Defendants may not show up because of work, childcare or other conflicts. But in many cases, they don’t show up because they’re not aware they’ve been sued, legal aid attorneys say. Since ownership of a debt likely changed multiple times by the time a collector goes to sue a consumer, they may not have the most up-to-date address or other contact information. 

In addition, litigation, and regulatory scrutiny suggest that in some cases the process servers hired by debt collectors don’t make much effort to provide consumers with notice of the lawsuit — a phenomenon consumer advocates refer to as “sewer service,” because the process server theoretically throws the lawsuit into the sewer. Servers are typically required to file a court affidavit with information about where and how they served the lawsuit.

Between 1993 and 2013, the debt collection cases being filed each year grew from 1.7 million to 4 million, according to The Pew Charitable Trusts. As of 2013, roughly one in four civil cases was related to debt collection. 

In a conversation with a client facing an issue with a default judgment, it became clear to Desirée Nguyen Orth how little effort the process server put into notifying her client. The director of the consumer justice clinic at East Bay Community Law Center in Berkeley Calif., was going over the proof of service document with the client. The client did not live at the address where the service occurred and the description of the person served was generic, describing a female recipient between 5’2 and 5’8, between the ages of 25 and 35 and weight between 160 and 200 pounds.

“My client laughed,” Orth said. When she asked why the description was funny, he told her there was no one in that home who weighs under 400 pounds.  

It’s rare that there’s such compelling evidence available that a consumer wasn’t served, Orth said. Typically, if a client believes they haven’t been notified of a suit, she advises them to find receipts, location and date-stamped photos, or any other type of documentation that would indicate they weren’t at the address the server visited at the time they visited. That task can be particularly challenging because creditors will wait several years before filing their case and it’s hard for clients to remember exactly where they were so long ago, Orth said. 

Exacerbating both the impact of the high interest rate and the spotty service is that in many states these lawsuits and judgments have relatively lengthy statutes of limitations. In addition, they can often be renewed.  “If you don’t get legal services assistance, people end up paying these judgments and they’ll pay them their entire lives because the interest keeps accruing,” said Carolyn Coffey, director of litigation for economic justice at Mobilization for Justice.

Orth and other consumer attorneys suspect that creditors wait out these periods for as long as possible in part to see if the consumer gets to a phase in life where they may have more income to put towards the judgment and in part to let the interest accrue. 

“That ensures both the ability to collect and a high amount,” she said. 

Donald Maurice, legal counsel for the Receivables Management Association International, said the creditors and debt collectors that are members of his organization don’t sit on judgments and any interest that would accrue on them during the intervening period wouldn’t offset collection costs.
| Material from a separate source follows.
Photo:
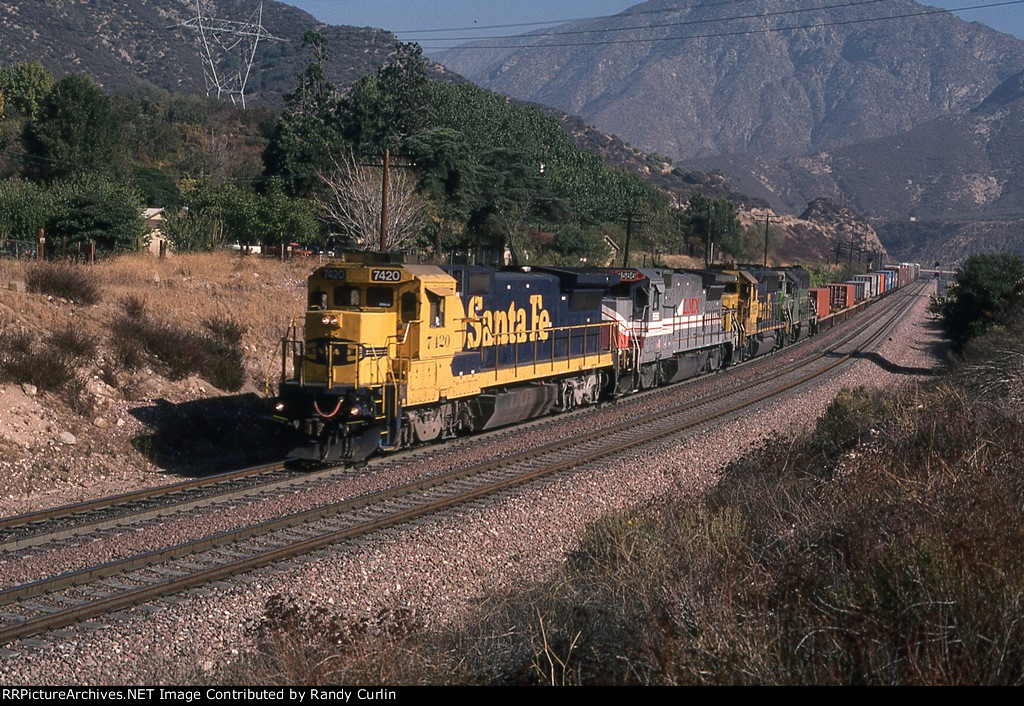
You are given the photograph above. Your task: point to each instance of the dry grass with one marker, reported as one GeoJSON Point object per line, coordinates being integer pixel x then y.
{"type": "Point", "coordinates": [237, 307]}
Some smaller companies in RMAI’s membership have expressed concern about a provision in the New York bill that would retroactively apply lower rates to past judgments that haven’t been paid because it could cost them to recalculate those judgments, he said. 

“Persons who have judgments against them are financially distressed, the problem is not trying to collect more on the judgment, the problem is trying to collect any amount,” he said. “It just doesn’t make sense that anyone who is practicing good compliant business practices is going to want to sit on judgments to accrue interest.”